Misconception #4: We knit incomprehensible stuff of questionable value.
People who don’t knit don’t understand why we’d spend 2 days knitting a pair of socks or 3 months knitting a lace shawl. They don’t see the difference between what we do and what comes off a machine in China. The comment Why would you knit that when you could buy it? comes to mind.
One reason is purely for the advantages of knitting as process. We knit stuff we could buy because it feels good to knit. And it’s good for us too! Here are some of its health benefits:
- keeping us calm,
- lowering our blood pressure,
- stimulating the immune system,
- slowing dementia,
- preventing depressing
- not to mention the pure joy of spending time in the optimistic, receptive, perpetually happy right brain.
But in addition to all this good stuff, there is the quality of what we produce. Does this person-who-does-not-knit know that no more than 1/7th of the finished price of something can be spent on materials? So what does that say about the quality of materials in store-bought items?
Solution Tell her what you spend on yarn . . . again! (I know you already did that a few days ago, but it bears repeating.) Do the math together. Then ask her if, on any given day, she could use any of knitting’s health benefits. Then let her try on a pair of your socks, while you wrap your hand-knit shawl around her and tell her that knitting is the constant comfort of a perpetual hug . . . and then give her one!
Misconception #5: We are old and inactive.
Yes, we know about granny in her rocker. With all due respect to those who are grandmothers (I am one) and who like their rocking chairs (I have one), that stereotype ain’t us! The growth of knitting (to upwards of 38 million in the US) could not reach these numbers with only the addition of the elderly. Baby boomers, young women, and teenagers have joined us.
As for being inactive, knitting’s demographic is generally female, with the bulk of us between 18 and 64. So take any cross-section of intelligent, well-educated women with enough disposable income to knit, and you’ll find a level of fitness that mirrors the population in general. Knitters run marathons, do yoga, and lift weights in the same proportion of the general population. We even have Knit and Ski trips!
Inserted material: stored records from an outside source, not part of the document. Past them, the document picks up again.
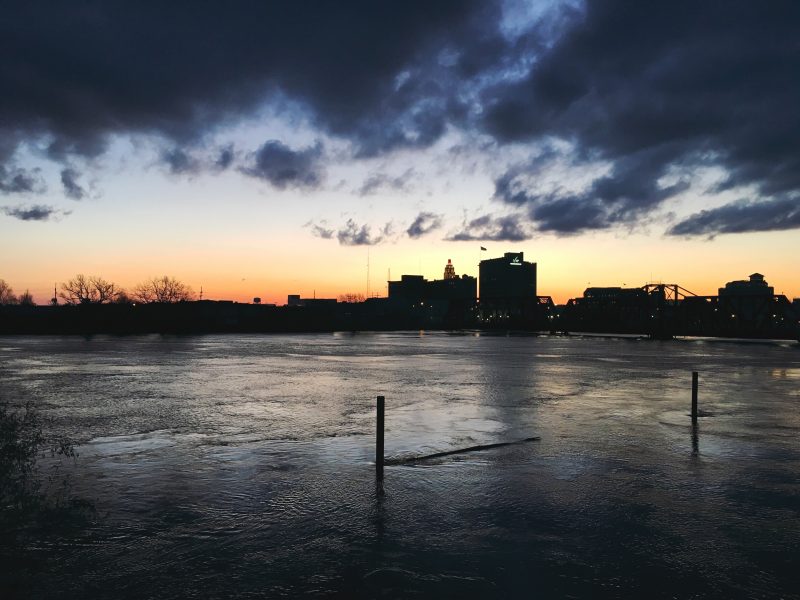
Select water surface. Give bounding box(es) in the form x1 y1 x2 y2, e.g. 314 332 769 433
0 333 800 598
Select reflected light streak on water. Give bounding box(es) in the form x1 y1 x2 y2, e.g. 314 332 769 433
0 333 800 598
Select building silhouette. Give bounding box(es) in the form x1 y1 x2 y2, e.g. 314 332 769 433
389 259 478 326
480 252 539 326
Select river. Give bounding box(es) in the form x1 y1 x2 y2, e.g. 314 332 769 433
0 332 800 599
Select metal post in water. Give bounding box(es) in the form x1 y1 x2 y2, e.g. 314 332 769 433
375 396 384 479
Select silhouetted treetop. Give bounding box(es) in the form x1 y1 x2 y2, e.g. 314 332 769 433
58 274 123 304
132 275 194 303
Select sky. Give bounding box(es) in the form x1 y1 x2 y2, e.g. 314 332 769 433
0 0 800 304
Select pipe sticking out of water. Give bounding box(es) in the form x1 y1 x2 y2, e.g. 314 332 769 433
384 437 542 465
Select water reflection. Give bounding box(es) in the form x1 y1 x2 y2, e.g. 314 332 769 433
0 333 800 598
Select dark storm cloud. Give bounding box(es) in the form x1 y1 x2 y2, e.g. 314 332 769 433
445 215 531 242
2 204 59 221
61 169 86 200
336 219 391 246
495 149 688 235
161 148 200 175
406 212 442 239
668 197 800 236
0 0 495 160
0 0 800 233
358 169 416 196
482 0 800 233
0 165 46 194
306 222 336 240
241 140 323 189
214 145 236 171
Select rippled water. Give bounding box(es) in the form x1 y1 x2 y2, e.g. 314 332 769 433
0 333 800 598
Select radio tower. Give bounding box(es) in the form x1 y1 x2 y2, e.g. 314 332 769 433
444 258 457 279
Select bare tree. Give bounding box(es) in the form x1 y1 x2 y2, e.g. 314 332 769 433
58 274 123 304
0 279 17 304
133 275 194 303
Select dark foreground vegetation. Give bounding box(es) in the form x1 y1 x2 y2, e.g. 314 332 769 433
0 400 94 598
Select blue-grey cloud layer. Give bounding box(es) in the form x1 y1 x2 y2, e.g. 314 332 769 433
0 0 800 236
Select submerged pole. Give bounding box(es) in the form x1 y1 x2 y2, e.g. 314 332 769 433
375 396 384 479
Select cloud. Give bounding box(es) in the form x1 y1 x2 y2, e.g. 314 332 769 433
494 149 689 235
0 0 800 234
2 204 61 221
336 219 391 246
358 168 416 196
61 168 86 200
306 222 336 240
0 0 498 160
668 196 800 237
304 219 394 246
0 165 47 194
445 215 532 242
242 140 323 189
214 144 236 171
161 148 201 175
479 0 800 233
406 212 442 239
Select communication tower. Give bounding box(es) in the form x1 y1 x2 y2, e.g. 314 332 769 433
444 258 457 279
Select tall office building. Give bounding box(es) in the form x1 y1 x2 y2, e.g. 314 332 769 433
480 252 536 302
479 252 538 325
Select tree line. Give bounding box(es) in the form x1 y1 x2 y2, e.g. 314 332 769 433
0 274 195 306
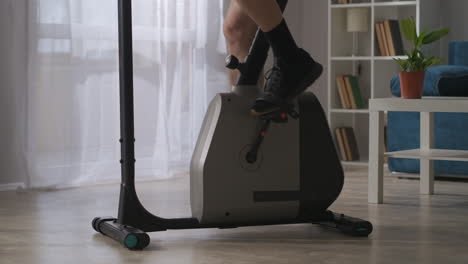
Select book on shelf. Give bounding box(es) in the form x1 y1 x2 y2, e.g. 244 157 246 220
335 127 360 161
336 75 366 109
375 19 404 56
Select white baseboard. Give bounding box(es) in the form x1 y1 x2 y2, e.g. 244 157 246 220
0 182 25 192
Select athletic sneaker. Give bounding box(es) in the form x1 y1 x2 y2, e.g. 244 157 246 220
251 49 323 116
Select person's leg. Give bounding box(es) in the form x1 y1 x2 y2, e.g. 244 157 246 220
223 0 258 85
235 0 323 115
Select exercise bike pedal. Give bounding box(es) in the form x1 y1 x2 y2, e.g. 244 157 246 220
314 211 374 237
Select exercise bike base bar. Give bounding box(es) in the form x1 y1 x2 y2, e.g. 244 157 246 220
92 211 373 250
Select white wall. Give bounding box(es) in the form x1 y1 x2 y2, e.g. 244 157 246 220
440 0 468 62
0 0 27 188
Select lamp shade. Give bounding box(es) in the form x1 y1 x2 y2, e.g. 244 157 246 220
347 8 369 32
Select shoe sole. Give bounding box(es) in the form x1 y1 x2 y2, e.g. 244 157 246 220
250 63 323 117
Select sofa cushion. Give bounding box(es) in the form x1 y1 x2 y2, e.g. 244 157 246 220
390 65 468 97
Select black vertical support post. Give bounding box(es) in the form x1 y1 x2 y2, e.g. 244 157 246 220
117 0 135 224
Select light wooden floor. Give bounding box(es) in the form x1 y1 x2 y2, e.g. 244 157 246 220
0 170 468 264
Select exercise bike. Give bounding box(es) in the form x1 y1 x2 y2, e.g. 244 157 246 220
92 0 372 250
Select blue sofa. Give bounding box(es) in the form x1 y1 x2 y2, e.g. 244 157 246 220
387 42 468 176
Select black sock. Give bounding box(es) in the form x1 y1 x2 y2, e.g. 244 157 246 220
264 19 299 59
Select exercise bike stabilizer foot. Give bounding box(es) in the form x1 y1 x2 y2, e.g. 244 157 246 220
316 211 374 237
92 217 150 250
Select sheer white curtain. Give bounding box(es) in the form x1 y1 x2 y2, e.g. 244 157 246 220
24 0 229 190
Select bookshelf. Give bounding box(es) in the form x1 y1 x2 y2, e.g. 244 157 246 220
327 0 440 166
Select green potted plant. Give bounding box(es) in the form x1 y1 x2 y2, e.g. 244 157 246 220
394 17 450 99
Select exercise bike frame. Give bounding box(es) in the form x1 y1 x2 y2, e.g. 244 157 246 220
92 0 372 249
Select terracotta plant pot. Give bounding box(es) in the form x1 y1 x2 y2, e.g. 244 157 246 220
400 72 425 99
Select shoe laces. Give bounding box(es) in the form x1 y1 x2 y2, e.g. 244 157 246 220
265 63 283 94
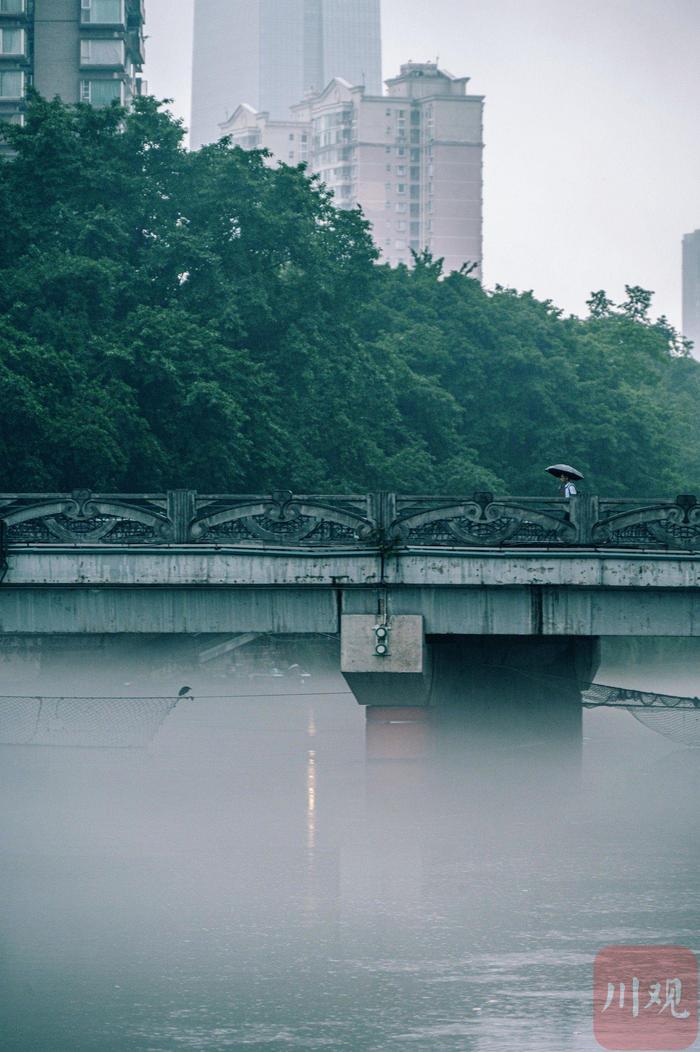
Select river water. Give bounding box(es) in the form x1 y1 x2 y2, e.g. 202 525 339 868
0 639 700 1052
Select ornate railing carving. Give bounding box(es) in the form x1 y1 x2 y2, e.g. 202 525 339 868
191 490 378 545
389 493 576 547
0 489 700 551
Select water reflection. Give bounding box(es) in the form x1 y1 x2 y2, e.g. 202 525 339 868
0 648 700 1052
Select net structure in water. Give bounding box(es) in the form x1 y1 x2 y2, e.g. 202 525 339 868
0 696 178 749
581 683 700 748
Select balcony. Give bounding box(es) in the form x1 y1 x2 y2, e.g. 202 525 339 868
0 0 26 18
0 25 26 60
80 0 126 29
80 38 126 70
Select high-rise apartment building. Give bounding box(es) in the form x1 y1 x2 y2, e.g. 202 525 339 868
191 0 381 147
683 230 700 359
0 0 145 131
221 62 483 275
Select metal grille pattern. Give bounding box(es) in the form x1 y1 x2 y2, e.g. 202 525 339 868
0 697 177 749
581 683 700 748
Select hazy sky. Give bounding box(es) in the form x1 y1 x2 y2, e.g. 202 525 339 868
145 0 700 326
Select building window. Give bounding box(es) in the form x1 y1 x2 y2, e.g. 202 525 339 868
80 0 124 25
80 80 124 106
0 29 24 55
0 69 24 99
80 40 125 65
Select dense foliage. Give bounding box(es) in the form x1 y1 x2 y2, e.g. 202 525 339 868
0 98 700 495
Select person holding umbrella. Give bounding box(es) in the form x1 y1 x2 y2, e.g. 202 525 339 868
546 464 583 499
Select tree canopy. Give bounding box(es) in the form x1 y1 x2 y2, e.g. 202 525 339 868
0 97 700 495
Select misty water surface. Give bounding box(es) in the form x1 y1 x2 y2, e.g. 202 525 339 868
0 639 700 1052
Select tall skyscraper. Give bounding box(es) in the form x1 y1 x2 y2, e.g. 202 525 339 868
191 0 381 147
683 230 700 359
221 62 483 276
0 0 145 135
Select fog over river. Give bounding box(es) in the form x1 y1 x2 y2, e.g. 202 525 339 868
0 641 700 1052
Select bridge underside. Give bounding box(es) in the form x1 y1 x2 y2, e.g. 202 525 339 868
0 583 700 636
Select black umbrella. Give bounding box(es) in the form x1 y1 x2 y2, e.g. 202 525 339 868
546 464 583 479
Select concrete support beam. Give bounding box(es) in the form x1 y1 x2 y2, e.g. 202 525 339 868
0 585 339 635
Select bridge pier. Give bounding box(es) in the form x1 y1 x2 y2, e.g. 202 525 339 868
344 635 599 763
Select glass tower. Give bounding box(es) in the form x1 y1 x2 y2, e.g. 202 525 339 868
191 0 381 147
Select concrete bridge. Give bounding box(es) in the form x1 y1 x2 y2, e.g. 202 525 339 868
0 490 700 757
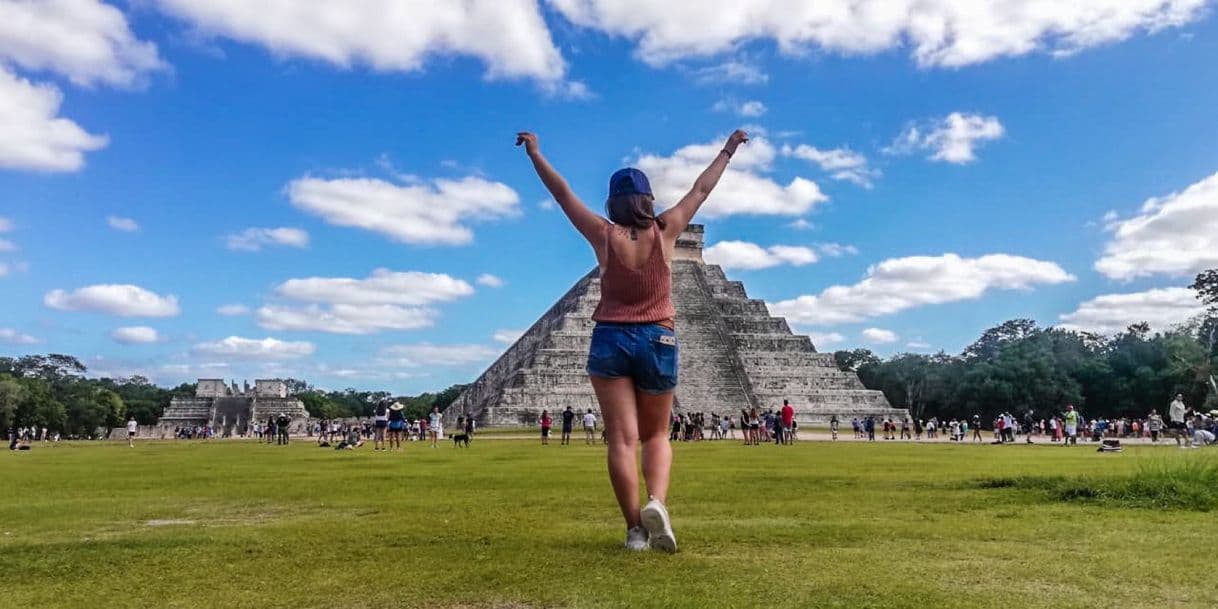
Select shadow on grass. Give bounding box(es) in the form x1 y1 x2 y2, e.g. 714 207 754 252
977 454 1218 512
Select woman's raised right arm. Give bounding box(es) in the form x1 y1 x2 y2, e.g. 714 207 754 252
516 132 608 243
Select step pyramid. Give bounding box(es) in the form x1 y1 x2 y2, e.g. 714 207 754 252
446 224 906 426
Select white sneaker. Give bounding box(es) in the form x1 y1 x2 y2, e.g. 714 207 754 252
626 526 647 552
642 497 677 553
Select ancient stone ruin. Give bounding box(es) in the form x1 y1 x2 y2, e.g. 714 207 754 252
157 379 308 436
445 224 906 426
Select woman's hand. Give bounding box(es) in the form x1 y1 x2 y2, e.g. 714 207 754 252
516 132 537 156
723 129 749 155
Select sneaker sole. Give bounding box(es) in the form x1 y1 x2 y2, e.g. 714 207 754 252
642 509 677 553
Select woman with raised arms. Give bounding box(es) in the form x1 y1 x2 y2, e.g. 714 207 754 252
516 130 748 552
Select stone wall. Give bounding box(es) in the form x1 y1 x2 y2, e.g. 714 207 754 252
446 225 905 426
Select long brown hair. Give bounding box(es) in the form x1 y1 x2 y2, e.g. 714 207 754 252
605 194 666 230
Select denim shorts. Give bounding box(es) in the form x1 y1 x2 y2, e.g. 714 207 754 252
588 322 678 393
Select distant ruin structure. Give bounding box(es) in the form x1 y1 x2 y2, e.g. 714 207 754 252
157 379 308 437
445 224 907 426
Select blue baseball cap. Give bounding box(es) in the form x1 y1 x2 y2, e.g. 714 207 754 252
609 167 652 196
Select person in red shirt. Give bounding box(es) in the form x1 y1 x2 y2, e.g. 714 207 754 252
541 410 554 446
781 400 795 445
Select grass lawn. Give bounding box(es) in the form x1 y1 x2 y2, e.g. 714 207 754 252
0 440 1218 609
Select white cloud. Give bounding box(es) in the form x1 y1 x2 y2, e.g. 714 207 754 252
257 305 440 334
492 330 525 345
0 0 166 86
0 68 110 172
381 342 499 368
1060 287 1205 334
194 336 317 359
257 269 474 334
816 244 859 258
862 328 900 345
692 60 770 85
549 0 1206 67
216 305 250 317
710 99 769 118
106 216 140 233
635 136 828 218
156 0 570 85
224 227 308 252
703 241 817 270
782 144 879 189
275 268 474 305
884 112 1006 164
110 325 161 345
474 273 507 287
770 253 1074 325
0 328 40 345
43 284 180 317
1095 173 1218 280
808 333 845 350
287 177 520 245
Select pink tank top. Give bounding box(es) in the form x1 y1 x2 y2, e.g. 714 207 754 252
592 224 677 324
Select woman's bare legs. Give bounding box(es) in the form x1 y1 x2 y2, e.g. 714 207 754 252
635 391 672 503
591 376 642 527
591 376 672 527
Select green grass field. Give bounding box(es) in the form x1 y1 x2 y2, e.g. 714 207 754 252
0 440 1218 609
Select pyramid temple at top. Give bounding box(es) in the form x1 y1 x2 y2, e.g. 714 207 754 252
445 224 906 426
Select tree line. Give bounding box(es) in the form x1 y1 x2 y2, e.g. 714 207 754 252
0 353 465 438
833 269 1218 420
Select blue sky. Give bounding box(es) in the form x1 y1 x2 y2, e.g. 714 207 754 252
0 0 1218 392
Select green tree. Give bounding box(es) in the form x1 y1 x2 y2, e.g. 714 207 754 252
96 389 127 437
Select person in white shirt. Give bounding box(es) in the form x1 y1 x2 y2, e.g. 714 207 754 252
428 406 443 448
1167 393 1192 446
583 408 597 446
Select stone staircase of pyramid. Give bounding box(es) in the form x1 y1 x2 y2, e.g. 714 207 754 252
700 269 905 423
445 225 905 426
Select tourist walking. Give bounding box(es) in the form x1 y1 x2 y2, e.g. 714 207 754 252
780 400 795 445
1062 404 1078 446
275 413 292 446
1146 410 1163 442
583 408 597 446
428 406 445 448
373 400 389 451
558 406 575 446
1167 393 1192 446
385 402 406 451
516 130 748 552
541 410 550 446
126 414 140 448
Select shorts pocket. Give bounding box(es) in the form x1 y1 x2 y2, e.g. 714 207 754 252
652 331 681 390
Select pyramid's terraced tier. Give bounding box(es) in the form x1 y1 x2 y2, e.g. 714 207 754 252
446 224 906 426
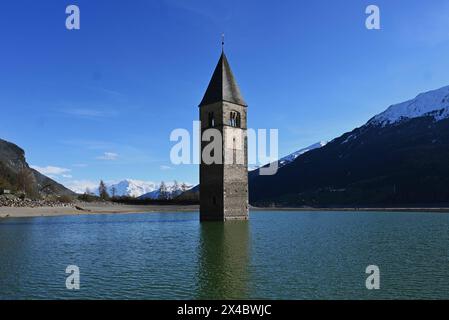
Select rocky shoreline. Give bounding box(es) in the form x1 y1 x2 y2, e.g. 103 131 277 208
0 195 75 208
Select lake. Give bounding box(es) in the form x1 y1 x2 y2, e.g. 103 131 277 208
0 211 449 299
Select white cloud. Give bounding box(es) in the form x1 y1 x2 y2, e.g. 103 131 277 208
97 152 118 161
61 108 117 118
31 166 71 176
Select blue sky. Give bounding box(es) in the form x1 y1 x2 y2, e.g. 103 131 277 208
0 0 449 190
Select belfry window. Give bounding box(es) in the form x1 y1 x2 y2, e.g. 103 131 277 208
229 111 240 128
207 112 215 128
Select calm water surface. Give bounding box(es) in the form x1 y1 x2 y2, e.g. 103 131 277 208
0 212 449 299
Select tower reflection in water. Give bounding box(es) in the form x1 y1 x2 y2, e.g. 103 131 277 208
197 221 250 299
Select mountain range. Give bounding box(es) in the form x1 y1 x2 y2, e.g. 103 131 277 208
91 179 192 199
249 86 449 207
0 139 75 197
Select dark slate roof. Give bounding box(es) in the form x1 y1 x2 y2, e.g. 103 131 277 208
200 52 247 107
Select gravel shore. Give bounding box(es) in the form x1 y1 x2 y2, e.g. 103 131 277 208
0 203 199 218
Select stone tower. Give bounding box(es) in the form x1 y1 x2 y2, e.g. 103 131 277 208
199 51 248 221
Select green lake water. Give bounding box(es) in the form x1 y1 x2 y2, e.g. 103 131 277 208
0 211 449 299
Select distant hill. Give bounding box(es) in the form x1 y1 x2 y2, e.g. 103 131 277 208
0 139 75 197
249 86 449 207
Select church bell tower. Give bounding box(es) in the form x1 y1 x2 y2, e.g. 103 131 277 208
199 51 248 221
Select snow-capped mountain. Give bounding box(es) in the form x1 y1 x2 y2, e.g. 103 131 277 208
248 141 328 172
368 86 449 126
249 86 449 207
138 183 192 200
103 179 159 198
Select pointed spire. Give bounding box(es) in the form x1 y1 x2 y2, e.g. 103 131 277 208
200 50 247 106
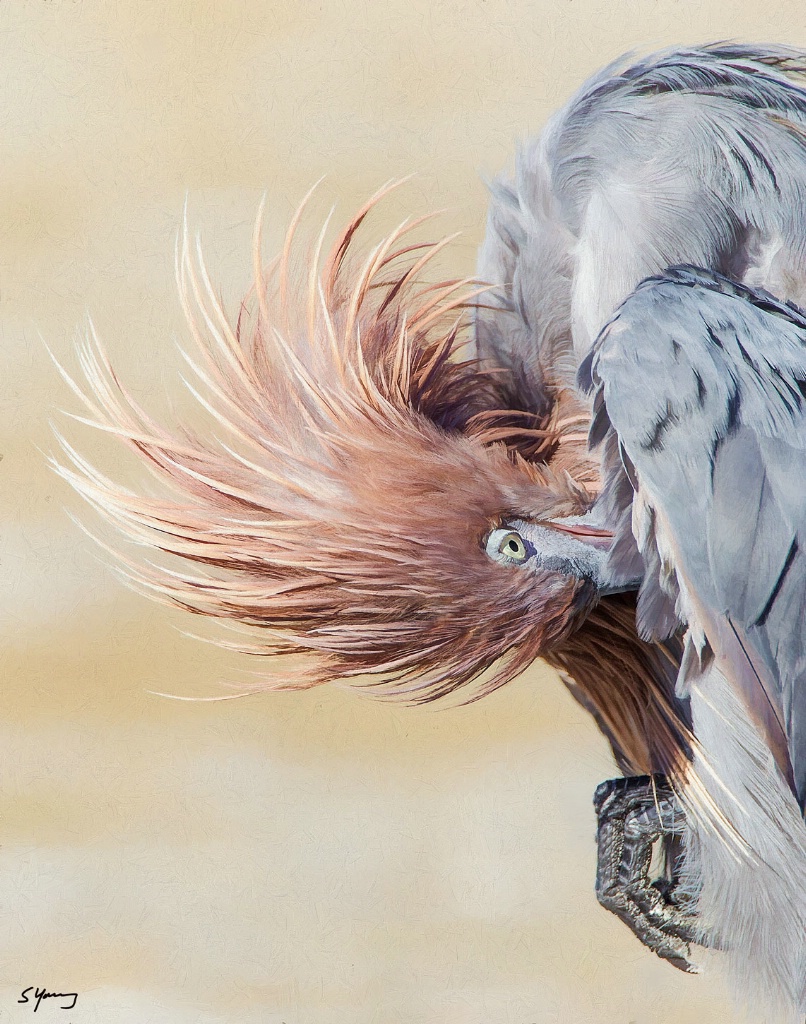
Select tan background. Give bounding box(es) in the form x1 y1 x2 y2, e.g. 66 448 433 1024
0 0 806 1024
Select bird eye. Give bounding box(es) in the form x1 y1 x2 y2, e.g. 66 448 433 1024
485 529 529 565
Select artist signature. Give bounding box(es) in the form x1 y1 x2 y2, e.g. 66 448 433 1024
16 985 79 1013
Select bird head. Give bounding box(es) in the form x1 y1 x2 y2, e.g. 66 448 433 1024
58 188 602 700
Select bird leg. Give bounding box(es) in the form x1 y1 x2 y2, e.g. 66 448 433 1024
593 775 697 973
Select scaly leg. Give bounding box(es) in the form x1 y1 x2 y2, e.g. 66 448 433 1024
593 775 696 974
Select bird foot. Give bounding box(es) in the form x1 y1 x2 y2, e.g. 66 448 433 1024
593 775 697 974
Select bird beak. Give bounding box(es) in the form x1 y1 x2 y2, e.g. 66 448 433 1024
542 516 613 551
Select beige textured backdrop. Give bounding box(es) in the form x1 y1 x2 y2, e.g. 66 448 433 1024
0 0 806 1024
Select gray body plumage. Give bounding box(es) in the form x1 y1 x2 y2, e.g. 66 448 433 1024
477 46 806 1019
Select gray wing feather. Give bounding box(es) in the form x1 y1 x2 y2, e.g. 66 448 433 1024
581 268 806 806
477 45 806 409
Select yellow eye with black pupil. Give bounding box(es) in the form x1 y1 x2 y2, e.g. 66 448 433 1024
484 527 534 565
498 530 526 562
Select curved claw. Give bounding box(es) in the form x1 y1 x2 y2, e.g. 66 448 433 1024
593 775 697 974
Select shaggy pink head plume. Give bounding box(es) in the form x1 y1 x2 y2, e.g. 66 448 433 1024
53 189 595 700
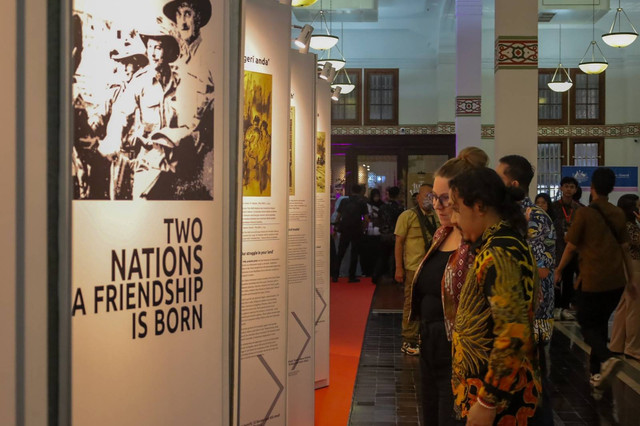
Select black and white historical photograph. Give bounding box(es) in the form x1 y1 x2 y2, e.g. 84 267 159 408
72 0 220 200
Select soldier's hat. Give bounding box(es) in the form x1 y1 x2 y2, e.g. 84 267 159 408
162 0 211 27
140 23 180 63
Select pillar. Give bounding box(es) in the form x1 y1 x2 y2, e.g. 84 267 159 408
456 0 482 153
494 0 538 196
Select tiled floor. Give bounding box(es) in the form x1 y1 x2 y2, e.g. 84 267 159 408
349 311 640 426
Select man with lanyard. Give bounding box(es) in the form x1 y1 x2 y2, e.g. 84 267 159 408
496 155 556 425
551 176 580 320
395 184 440 356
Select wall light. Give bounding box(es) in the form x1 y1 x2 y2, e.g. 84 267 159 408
331 86 342 102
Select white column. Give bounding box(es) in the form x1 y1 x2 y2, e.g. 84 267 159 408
456 0 482 152
494 0 538 196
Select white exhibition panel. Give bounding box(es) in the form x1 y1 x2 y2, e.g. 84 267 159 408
315 79 332 388
71 0 229 425
238 0 291 426
287 50 316 425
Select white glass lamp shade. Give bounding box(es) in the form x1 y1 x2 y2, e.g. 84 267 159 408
331 86 342 102
547 81 573 92
602 32 638 47
320 62 331 80
291 0 318 7
318 59 347 71
331 83 356 95
309 34 339 50
578 61 609 74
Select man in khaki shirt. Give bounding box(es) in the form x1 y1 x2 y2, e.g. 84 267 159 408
395 184 440 355
554 167 638 397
Solution Knit as you wait for your yoga class? Knit around the fire, après ski? Wear something hand-knit to the gym? Run with knitting needles? Knit in public wearing tall boots and a short leather skirt? Not really sure what more to do about this one? Any ideas?
Misconception #6: We are boring and not very involved
The image of a woman knitting is beautifully solitary, and we know the blissful state she’s in. But that does not mean that she would not readily engage in intelligent conversation if approached. There are craft and chat (stitch and bitch) groups where women (Yes, believe it!) knit and talk at the same time!!! With great enthusiasm and on all manner of topics!
In addition, knitters are fabulous listeners! We (human beings) are generally better listeners if engaged in a repetitive motion. Why? Because most of us are primarily kinesthetic + visual, not—as we might think—primarily auditory. So for us to listen, we need to engage both the visual and the kinesthetic, which knitting does.
Solution Pull out your knitting at every opportunity! At the same time, engage in intelligent conversation with someone. Show how Pythagorean Theorem relates to your knitting. No, wait, scratch that! Share the names of favourite celebrities—offering how many of them knit. Discuss the places you’ve both been over the past year or the books you’ve both read. Make some outrageously well-informed comment about global economics. Discuss the business plan for your next entrepreneurial venture. In other words, Tell ‘em who you are!
I guess that's the bottom line: we gotta tell them who we are, because they don't know, and they should.